For the first Muslim to ever play cricket for Australia, faith has always come first in Uman’s life.
So, when 31-year-old batsman met and fell for a 22-year-old Catholic school girl, Rachel from Brisbane, their relationship blossomed.
And also the couple have faced outrage when their relationship become public after Khawaja proposed her during a New York holiday in July 2016.
“A lot of times a lot of the hate I get is from other Muslims on social media.”
“We will put up a photo of us two, and it will be like, ‘Oh she’s not Muslim. That’s haram, you can’t marry her.’”
Knowing how important Islam was to Pakistani-born Australian cricketer and his family, and become fully aware of how strong her feelings were for Usman, Rachel began doing a lot of thinking and made the decision on her own to convert to Islam.
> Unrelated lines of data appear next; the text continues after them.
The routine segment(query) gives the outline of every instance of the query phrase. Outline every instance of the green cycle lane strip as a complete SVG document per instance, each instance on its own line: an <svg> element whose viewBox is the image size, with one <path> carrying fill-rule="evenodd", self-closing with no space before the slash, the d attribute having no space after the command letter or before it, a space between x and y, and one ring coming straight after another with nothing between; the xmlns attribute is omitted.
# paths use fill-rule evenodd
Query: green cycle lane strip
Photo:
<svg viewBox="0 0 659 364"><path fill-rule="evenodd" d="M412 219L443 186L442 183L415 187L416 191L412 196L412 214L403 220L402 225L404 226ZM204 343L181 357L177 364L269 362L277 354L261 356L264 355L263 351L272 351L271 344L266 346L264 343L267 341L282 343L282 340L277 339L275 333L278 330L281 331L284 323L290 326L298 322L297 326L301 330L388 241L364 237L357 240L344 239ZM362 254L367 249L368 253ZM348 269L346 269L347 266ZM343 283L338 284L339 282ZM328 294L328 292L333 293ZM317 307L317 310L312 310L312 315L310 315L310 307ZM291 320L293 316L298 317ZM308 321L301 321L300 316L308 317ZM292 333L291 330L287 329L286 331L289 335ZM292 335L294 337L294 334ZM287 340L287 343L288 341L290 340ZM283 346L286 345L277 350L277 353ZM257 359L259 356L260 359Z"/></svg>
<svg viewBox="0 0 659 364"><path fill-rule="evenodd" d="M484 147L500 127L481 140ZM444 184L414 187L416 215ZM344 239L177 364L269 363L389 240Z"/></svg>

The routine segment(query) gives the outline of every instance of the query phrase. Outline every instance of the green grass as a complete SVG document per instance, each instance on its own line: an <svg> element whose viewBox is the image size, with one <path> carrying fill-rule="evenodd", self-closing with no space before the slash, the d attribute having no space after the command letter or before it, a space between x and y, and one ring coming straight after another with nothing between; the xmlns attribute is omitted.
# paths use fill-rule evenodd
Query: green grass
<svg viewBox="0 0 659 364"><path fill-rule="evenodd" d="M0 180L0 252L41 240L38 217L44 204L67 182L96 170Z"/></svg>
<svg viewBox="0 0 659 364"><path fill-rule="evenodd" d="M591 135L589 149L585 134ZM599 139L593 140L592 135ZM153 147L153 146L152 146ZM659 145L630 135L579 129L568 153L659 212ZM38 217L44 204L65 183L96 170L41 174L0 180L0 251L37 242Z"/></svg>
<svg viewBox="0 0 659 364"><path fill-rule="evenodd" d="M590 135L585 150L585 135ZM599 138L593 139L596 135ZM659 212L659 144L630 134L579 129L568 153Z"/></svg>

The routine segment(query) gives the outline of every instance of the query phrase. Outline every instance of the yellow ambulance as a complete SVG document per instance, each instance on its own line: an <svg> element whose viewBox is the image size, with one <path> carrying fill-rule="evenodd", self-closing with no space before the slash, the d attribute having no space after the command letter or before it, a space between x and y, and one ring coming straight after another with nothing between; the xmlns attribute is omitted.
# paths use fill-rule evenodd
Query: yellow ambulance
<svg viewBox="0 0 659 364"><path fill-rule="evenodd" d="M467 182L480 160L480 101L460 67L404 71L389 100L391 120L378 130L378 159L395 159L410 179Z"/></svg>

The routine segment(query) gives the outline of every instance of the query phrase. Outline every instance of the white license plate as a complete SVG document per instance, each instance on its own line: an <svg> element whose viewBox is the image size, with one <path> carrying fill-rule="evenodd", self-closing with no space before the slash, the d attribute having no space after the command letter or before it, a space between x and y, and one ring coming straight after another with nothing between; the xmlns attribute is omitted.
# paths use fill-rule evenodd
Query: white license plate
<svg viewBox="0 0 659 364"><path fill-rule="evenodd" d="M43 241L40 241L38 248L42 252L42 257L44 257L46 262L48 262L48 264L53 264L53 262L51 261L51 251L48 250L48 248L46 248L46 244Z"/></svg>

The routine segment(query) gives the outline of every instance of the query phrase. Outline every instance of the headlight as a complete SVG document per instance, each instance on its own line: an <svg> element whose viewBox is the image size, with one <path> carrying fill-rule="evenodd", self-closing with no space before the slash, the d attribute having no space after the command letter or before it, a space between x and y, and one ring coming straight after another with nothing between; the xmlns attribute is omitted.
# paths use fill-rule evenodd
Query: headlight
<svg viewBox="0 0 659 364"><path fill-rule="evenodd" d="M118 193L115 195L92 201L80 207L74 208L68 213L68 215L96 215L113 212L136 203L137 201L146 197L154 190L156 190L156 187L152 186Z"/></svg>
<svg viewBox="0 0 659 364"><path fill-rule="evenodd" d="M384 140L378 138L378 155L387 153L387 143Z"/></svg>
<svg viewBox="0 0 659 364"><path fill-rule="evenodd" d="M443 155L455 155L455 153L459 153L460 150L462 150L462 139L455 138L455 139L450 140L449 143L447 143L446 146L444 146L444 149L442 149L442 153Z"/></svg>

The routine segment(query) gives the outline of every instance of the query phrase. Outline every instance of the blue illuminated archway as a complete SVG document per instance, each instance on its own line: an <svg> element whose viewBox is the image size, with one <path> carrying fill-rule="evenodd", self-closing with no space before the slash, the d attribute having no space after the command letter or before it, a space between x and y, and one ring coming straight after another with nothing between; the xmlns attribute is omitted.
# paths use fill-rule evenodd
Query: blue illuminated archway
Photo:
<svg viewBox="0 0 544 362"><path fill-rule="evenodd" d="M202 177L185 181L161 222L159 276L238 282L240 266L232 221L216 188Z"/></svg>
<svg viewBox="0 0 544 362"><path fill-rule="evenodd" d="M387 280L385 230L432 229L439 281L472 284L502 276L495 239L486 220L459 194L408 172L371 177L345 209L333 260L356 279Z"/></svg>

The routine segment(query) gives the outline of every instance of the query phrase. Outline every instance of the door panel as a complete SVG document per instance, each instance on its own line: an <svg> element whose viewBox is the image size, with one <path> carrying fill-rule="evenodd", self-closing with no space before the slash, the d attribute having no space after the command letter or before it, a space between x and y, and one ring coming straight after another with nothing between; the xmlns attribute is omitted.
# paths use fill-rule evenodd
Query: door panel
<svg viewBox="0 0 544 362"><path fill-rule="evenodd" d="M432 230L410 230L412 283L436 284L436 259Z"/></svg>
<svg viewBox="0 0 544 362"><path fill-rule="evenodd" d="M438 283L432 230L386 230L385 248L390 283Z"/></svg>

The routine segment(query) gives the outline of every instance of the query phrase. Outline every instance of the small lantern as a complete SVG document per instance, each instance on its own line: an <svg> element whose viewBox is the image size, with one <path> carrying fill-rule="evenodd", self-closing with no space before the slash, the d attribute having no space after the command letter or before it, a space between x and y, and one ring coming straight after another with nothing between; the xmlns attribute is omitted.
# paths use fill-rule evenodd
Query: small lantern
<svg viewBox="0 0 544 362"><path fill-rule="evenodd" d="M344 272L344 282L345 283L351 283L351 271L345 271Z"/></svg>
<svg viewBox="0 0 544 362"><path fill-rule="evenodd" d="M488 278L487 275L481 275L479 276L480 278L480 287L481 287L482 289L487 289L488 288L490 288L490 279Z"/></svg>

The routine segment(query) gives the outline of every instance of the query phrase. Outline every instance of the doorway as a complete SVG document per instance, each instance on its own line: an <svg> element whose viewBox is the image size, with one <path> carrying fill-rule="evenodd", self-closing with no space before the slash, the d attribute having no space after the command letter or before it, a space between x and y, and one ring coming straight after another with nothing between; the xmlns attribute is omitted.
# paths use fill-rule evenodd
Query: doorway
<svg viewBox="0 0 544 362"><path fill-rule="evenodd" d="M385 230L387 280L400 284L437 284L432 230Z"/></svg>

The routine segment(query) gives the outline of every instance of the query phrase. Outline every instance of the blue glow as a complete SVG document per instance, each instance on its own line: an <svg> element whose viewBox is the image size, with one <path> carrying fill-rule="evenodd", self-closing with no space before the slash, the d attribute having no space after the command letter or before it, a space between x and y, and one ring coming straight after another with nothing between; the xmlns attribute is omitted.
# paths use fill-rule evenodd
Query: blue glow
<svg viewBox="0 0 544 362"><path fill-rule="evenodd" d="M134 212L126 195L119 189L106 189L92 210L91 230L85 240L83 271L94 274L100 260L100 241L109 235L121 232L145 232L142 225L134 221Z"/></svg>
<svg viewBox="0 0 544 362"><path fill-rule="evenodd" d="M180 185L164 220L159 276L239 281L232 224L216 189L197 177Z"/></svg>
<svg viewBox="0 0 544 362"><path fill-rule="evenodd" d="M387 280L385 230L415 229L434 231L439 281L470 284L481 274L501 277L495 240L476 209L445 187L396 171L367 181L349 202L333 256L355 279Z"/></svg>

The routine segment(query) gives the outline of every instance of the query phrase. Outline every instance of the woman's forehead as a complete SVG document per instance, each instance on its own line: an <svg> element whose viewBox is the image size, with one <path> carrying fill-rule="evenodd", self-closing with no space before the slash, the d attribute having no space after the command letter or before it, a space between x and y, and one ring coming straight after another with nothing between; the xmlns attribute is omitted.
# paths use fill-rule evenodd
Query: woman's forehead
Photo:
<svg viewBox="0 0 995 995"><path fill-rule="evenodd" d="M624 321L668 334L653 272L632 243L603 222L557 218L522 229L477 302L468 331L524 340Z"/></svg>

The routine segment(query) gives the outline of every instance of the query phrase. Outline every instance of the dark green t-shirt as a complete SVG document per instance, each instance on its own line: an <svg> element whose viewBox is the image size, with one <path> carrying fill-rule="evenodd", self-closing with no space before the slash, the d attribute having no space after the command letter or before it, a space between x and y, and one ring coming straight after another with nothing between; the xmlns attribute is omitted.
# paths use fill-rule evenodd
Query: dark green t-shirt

When Langdon asked, “Did you feel pressure to convert to Islam for Usman?”
“[I felt] no pressure from him, not any pressure from his family,” says Rachel. “I just knew it was so important to him.”
The left-hander elegant batsman said he never put any pressure on Rachel to switch religion for him.
“I never was going to put a gun to Rachel’s head and say you have to convert,” says Usman.
“I told her I would prefer her to convert but she has to do it on her own. Unless it comes from you, comes from the heart, then there is no point doing it.”
And walking away from her Catholic roots, Rachel embraced to Islam last year.